The SC and several judgments of HCs have already authenticated it,
Let us not go into this and it will open Pandora box.
Let us confine us to the subject matter of the aforesaid query only.
M/s. Y-not legal services
(Expert) 06 August 2011
yes.. if the court feel that there is no merit mean its can be dismissed.. you have to challenge in appeal..
and your last line "A writ under 482 is being prepared to challenge this stupid order." is something wrong.. any writ petition can not be lie under sec 482 of cr.p.c.. this section stands for criminal original petitions only.. not for writ petititon.
prabhakar singh
(Expert) 06 August 2011
A court vested with jurisdiction on a matter can decide it either allowing or denying the prayer which may be legally sound or bad,but we at bar can not name it "stupid"order.I agree with Expert Raj kumar makkad.
venkatesh Rao
(Expert) 06 August 2011
Raj Kumar makkad has rightly said it. If anybody is aggrived by the order of the lower court, one is at liberty to file appeal or revision. Just because the orders went against a person, the order can not be named stupid. making such remarks in public platform, in my humble opinion, amounts to contempt.

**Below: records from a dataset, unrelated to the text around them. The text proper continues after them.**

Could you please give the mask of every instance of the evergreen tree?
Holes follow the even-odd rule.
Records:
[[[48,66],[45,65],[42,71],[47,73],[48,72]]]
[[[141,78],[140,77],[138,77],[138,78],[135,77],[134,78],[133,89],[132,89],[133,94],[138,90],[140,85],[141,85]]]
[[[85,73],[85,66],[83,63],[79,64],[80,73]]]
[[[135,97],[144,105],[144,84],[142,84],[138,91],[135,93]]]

In the case on hand, the magistrate while hearing on an application u/s 320 cr.p.c., normally puts questions to the parties whether they have aggreed on compromise. If there appears any doubt in free consent of the parties, the magistrate can very well reject the compromise. You can go in revision against that order u/s 397 cr.p.c.either to the court of sessions or the high court.